Ces sentiments de désorientation vont de pair avec une évolution de l’humeur et de l’activité cognitive. Les chômeurs évoquent ainsi tour à tour :

  • l’impression de vide, d’engourdissement, liée à la monotonie et à l’étroitesse de leur cadre de vie quotidien.
    ‘« J’aimerais m’extérioriser, même tout seul. J’aime sortir de mon univers habituel. Quand je vais chercher des cigarettes, je passe par le parc, je regarde les arbres. Mais je ne peux pas aller tous les jours dans ce parc : c’est tous les jours les mêmes arbres. » [M. J.]
    « Je n’ai qu’un tout petit appartement, je tourne toute la journée entre mes quatre murs comme un ours en cage. (...) Quand vous avez été occupé par un travail huit heures par jour pendant vingt ans, vous vous retrouvez vraiment seul, comme si on vous mettait dans une cellule. »’ [Paul]

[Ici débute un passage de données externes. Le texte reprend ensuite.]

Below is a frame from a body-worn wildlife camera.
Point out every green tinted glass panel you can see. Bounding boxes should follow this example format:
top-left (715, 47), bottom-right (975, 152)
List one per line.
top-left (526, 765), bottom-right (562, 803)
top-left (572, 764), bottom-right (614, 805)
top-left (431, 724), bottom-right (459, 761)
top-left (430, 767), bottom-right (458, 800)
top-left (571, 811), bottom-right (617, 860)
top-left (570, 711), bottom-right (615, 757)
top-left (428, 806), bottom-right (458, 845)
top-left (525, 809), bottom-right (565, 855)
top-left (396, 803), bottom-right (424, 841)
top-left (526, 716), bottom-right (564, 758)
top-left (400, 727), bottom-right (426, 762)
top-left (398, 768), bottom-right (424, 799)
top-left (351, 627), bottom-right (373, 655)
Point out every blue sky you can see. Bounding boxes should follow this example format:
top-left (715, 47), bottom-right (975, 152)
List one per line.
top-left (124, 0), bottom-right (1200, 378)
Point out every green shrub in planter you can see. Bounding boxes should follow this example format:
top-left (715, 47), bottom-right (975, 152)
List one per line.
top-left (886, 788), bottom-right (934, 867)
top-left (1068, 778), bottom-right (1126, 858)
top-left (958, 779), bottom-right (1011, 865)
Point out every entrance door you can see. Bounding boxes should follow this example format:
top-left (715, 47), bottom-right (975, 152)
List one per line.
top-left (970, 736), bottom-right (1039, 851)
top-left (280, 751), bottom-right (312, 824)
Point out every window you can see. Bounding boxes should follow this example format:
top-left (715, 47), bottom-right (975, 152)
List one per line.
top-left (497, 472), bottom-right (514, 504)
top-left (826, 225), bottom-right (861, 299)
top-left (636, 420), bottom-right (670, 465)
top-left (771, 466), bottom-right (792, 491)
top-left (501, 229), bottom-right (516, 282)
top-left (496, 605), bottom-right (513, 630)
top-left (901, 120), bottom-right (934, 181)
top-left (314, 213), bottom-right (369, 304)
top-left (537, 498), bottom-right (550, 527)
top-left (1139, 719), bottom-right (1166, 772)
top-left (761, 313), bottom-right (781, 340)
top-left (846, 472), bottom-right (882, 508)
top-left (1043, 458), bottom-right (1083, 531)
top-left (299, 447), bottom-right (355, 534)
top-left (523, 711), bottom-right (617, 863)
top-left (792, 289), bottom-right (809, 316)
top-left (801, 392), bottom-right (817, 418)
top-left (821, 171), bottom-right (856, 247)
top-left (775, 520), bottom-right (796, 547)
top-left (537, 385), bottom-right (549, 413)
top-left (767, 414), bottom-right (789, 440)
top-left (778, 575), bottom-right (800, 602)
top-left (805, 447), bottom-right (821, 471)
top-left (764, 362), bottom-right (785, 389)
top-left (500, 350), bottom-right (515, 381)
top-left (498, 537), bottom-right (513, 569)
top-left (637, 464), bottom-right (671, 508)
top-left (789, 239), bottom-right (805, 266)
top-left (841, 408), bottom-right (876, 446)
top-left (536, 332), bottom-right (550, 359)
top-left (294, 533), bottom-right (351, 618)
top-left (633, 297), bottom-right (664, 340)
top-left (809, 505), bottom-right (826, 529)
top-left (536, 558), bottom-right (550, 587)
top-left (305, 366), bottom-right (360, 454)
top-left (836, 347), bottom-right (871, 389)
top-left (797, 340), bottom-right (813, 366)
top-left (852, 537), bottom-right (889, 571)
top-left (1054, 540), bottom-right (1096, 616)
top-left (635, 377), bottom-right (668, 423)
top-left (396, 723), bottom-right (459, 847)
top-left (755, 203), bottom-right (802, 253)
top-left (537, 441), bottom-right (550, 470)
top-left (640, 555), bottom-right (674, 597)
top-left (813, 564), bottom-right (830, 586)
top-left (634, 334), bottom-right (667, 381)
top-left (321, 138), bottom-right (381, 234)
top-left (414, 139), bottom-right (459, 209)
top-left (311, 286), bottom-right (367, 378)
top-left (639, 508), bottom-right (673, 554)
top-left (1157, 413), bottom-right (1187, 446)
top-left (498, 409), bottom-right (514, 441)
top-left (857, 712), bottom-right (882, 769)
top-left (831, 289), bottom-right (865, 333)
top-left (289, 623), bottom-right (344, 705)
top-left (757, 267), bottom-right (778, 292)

  • l’apparition de comportements de forme obsessionnelle et d’irritabilité :
    « ‘C’est très dur une journée sans travail. Alors, tous les jours je m’en vais, je prends la voiture et je fais plein de tours. Je bousille des sous mais je tourne, je tourne... » [Léon]
    « Je suis devenu très observateur. Il ne faut pas que je voie un truc qui traîne. Si je vois un objet posé n’importe où, je ne peux pas m’empêcher de dire à ma fille de le ranger. Avant, je ne faisais pas attention à ça, c’était des petits détails. Mais maintenant il faut que chaque chose soit à sa place. Je deviens maniaque. »’ [M. B.]

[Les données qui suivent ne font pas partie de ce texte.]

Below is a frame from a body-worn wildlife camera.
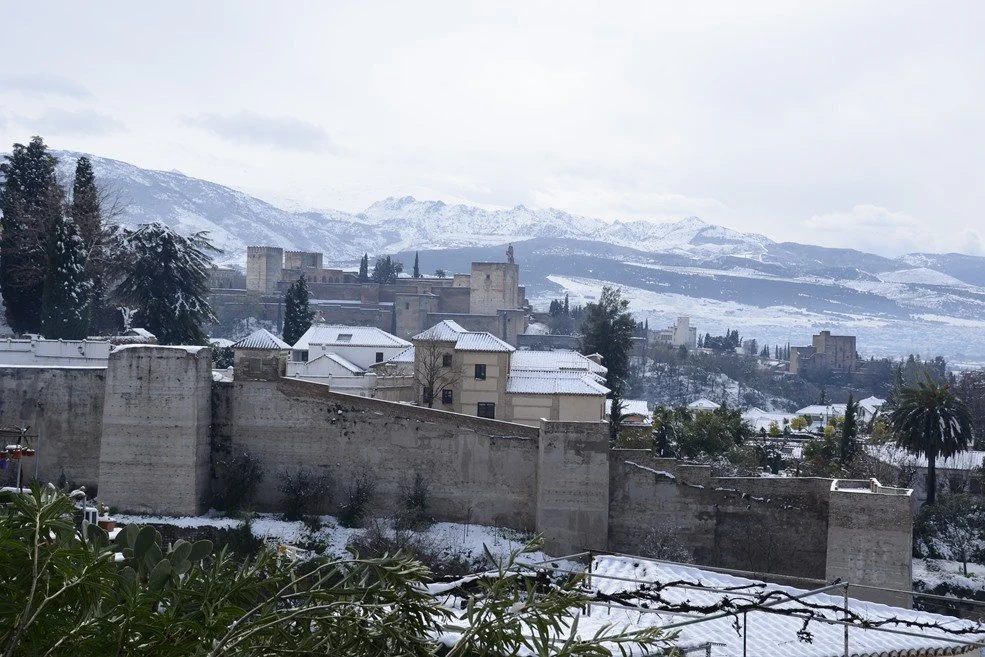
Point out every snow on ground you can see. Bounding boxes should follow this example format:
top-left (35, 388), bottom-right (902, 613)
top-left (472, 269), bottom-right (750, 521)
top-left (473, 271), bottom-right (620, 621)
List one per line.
top-left (112, 511), bottom-right (550, 565)
top-left (914, 558), bottom-right (985, 593)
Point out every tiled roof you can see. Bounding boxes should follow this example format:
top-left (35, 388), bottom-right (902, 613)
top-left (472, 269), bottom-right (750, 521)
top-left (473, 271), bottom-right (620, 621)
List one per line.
top-left (412, 320), bottom-right (468, 342)
top-left (293, 325), bottom-right (410, 350)
top-left (586, 555), bottom-right (985, 657)
top-left (687, 398), bottom-right (719, 410)
top-left (511, 349), bottom-right (607, 375)
top-left (455, 332), bottom-right (515, 353)
top-left (387, 346), bottom-right (416, 363)
top-left (506, 372), bottom-right (608, 396)
top-left (796, 404), bottom-right (847, 416)
top-left (232, 329), bottom-right (290, 350)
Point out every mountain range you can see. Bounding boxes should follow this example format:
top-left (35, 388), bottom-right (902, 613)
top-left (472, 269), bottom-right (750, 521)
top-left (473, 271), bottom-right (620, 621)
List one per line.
top-left (51, 151), bottom-right (985, 362)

  • des sentiments d’enfermement, de débordement, de bouillonnement, conduisant à évoquer folie ou le suicide :
    « ‘J’ai besoin de travailler dehors pour utiliser mes muscles, me dépenser physiquement. Dedans je deviens fou. Un jour, ça va déborder et je vais tout quitter.’ » [DE en EPP]336
    « ‘Je suis manuel, j’ai besoin de réaliser des choses. Ce n’est pas vivable autrement. Je ne suis jamais à la maison, autrement il y a longtemps que je me serais tiré une cartouche. »’ [DE en EPP].
    « ‘Ce n’est pas que je souffre de claustrophobie, mais je préfère travailler au froid et pouvoir bouger que d’être au chaud et m’ennuyer. A l’intérieur, je n’arrive pas à m’évader. Sur les chantiers, j’étais dans mon élément, c’était dur, mais ça me plaisait, j’étais bien. »’ [M. E.]

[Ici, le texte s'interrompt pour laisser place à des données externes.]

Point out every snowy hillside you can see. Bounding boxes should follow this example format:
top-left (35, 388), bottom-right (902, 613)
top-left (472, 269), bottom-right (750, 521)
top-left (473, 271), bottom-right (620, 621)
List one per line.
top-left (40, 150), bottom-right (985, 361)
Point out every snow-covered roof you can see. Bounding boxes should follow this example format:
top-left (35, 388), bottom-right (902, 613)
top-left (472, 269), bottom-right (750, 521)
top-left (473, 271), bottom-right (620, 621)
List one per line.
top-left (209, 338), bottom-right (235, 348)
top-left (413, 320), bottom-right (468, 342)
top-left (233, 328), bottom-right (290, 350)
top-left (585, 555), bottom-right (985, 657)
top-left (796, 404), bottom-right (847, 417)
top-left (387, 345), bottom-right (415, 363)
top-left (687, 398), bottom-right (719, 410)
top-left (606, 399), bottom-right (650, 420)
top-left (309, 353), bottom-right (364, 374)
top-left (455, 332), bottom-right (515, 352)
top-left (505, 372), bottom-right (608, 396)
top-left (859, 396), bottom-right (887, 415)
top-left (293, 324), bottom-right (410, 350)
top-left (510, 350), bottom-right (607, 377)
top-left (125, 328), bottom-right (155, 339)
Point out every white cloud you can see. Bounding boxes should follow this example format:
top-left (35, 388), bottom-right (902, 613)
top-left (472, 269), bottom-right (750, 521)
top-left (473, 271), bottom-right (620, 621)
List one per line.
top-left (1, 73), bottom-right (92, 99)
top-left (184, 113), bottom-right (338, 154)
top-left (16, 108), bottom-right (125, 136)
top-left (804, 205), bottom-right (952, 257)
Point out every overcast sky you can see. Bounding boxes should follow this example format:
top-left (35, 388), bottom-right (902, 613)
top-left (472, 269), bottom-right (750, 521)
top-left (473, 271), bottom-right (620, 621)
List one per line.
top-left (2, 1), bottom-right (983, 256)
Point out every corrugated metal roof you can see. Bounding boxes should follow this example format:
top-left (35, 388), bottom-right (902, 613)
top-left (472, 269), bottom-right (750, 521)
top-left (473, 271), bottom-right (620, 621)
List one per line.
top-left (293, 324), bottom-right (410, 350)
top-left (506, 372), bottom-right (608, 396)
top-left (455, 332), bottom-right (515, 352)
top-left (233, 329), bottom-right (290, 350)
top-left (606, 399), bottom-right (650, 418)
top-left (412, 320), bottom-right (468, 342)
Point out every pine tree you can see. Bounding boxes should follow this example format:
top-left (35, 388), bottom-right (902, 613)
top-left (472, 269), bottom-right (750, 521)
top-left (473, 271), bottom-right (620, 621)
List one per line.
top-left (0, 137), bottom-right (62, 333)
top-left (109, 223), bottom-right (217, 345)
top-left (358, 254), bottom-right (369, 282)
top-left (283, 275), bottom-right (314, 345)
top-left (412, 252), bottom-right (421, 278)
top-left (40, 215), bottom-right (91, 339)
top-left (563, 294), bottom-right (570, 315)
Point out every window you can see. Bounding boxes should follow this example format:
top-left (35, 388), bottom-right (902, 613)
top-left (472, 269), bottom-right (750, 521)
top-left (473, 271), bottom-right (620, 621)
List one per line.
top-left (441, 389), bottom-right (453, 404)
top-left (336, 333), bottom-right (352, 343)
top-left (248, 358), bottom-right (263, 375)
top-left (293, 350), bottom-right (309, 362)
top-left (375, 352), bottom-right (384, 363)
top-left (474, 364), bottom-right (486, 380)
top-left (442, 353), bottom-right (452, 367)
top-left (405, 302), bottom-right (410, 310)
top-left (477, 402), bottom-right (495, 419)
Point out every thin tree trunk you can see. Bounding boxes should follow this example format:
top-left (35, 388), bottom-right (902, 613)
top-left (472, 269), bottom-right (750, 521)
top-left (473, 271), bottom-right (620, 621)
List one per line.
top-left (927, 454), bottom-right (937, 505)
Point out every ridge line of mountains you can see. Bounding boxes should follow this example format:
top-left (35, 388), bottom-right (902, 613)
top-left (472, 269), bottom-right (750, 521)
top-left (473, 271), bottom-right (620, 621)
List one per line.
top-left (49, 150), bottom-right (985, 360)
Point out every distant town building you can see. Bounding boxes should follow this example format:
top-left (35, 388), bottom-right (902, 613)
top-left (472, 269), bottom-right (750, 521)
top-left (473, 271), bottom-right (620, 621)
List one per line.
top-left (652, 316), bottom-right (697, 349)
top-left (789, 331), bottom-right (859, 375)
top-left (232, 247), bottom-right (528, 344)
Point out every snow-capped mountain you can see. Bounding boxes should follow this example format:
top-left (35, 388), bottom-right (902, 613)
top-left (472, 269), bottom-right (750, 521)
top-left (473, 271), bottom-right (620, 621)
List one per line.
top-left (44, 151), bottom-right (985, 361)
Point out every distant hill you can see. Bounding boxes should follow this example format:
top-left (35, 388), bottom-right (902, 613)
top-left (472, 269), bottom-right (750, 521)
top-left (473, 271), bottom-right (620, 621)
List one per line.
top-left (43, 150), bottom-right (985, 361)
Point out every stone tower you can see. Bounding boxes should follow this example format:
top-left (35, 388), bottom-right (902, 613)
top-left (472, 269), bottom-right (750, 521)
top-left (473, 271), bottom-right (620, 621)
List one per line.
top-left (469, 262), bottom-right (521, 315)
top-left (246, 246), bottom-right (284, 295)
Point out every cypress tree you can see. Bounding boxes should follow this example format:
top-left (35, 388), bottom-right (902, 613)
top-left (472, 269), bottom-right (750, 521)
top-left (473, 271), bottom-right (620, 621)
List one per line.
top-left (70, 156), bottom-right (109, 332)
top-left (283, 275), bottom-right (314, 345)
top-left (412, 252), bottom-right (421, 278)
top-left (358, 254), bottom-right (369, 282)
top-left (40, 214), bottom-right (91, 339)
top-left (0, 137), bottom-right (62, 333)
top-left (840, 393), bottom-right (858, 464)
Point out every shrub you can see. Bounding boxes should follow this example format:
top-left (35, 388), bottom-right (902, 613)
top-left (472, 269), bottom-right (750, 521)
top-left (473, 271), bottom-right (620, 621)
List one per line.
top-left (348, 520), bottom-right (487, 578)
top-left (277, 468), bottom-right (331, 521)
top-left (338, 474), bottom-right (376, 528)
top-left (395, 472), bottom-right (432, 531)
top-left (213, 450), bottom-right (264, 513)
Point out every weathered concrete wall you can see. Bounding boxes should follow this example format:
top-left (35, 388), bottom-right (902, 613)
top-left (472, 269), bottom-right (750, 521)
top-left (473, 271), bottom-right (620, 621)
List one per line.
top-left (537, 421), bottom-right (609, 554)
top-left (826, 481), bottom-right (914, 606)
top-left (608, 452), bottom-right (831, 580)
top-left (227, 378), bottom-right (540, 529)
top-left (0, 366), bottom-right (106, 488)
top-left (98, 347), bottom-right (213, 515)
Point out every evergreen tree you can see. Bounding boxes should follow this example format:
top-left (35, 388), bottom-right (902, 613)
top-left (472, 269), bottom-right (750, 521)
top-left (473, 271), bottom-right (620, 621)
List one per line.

J’analyserai ultérieurement la signification de ces témoignages en terme de désorganisation des fonctions défensives et élaboratives du sujet. Notons pour l’heure qu’ils confirment l’importance de la perception et de l’action pour le maintien d’un fonctionnement psychique harmonieux et illustrent les risques de dépersonnalisation liés à la privation des sources de stimulations tant intéroceptives qu’extéroceptives. Comme le constate P.C. Racamier (1979), « le sentiment de soi se nourrit de la masse continue des afférences émanant soit de l’activité physique et psychique propre, soit des échanges avec le monde extérieur ».337 Le risque de dépersonnalisation apporte donc un nouvel éclairage à l’idée d’intrication entre fonctionnement moïque et activité professionnelle : il souligne l’importance des difficultés que peut rencontrer un sujet qui trouvait très exclusivement sa nourriture sensorielle grâce au contexte du travail.

Notes
334.

D. Schnapper, op. cit., p 153.

335.

J’utilise ici le vocabulaire imagé de P.C. Racamier (1979) dans ses articles « Le Moi privé de sens » et « Sur la personnation et personnalisation » consacrés aux situations de carence sensorielle expérimentales et à leurs répercussions psychiques. Ces articles procurent une grille de lecture intéressante pour comprendre de nombreux témoignages de demandeurs d’emploi même si leur isolement n’est pas aussi total que celui de sujets soumis à une privation complète sur le plan sensoriel.

336.

Propos recueillis auprès de demandeurs d’emploi pendant des stages d’élaboration de projets professionnels.

337.

P. C. Racamier, Sur la personnation ou dépersonnalisation, p 270.